Thursday, June 30, 2016

Mommy at the Mikvah

The first time I went to the mikvah it was before my wedding. I am a Reform Jew and mikvah was not really on my radar until preparing for my wedding as a rabbinical student (with a newfound awareness of all kinds of rituals). With my mother and other important women in my life blessing me, I immersed in a beautiful mikvah in Pittsburgh and never imagined I would do so again. Years later, I considered immersing as part of my pregnancy journey but hesitated because there was no mikvah in Atlanta where I felt I could go anonymously and comfortably as a rabbi in the community.

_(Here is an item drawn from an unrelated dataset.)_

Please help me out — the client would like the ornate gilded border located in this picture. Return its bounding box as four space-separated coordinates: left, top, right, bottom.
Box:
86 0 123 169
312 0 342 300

In November 2015, we opened MACoM: Metro Atlanta Community Mikvah, a mikvah designed to be welcoming and inclusive of our diverse Jewish community.  I am on the board, a committee or two, and the clergy advisory group, so I knew most of the inner workings of this mikvah. However while I thought I might want to use it occasionally, I never thought about becoming a regular user: until I finally went and discovered this was the ritual I did not know I needed.

I would ask my fellow parents, particularly of young children, this question: When is the last time you heard silence? Our lives are constant refrains of "Mommy" and "Daddy," phone calls, bedtime stories, questions, requests. Even the night isn't silent with the white noise of the baby monitor.

When I went into the mikvah, it was silent. There were no requests, no questions, no calls...just silence. It was disturbing for one moment and then completely soothing. As I went under the water, time slowed down and everything paused.

As parents, there is the feeling that the days are long but the weeks, months, and years are short. We have milestone transitions such as the start of a new school year or a birthday. The day-to-day rushes past with the sweet moments that seem memorable until they are replaced by the next.

Mikvah offers parents--both men and women--an opportunity to pause. Much like the havdalah ceremony at the end of Shabbat, we draw out the time into a meaningful ritual transition. The preparations for the mikvah slow us down, the immersion in a quiet pool invites us to be still with our thoughts. We can make the mikvah experience an opportunity to think about the past month and intentionally go into the next one, reflecting on our many roles, joys, and challenges in the frame of Jewish ritual. Whether going monthly or in another increment of time, we can take a deep breath and emerge renewed, ready to enter back into the noise and see what comes next.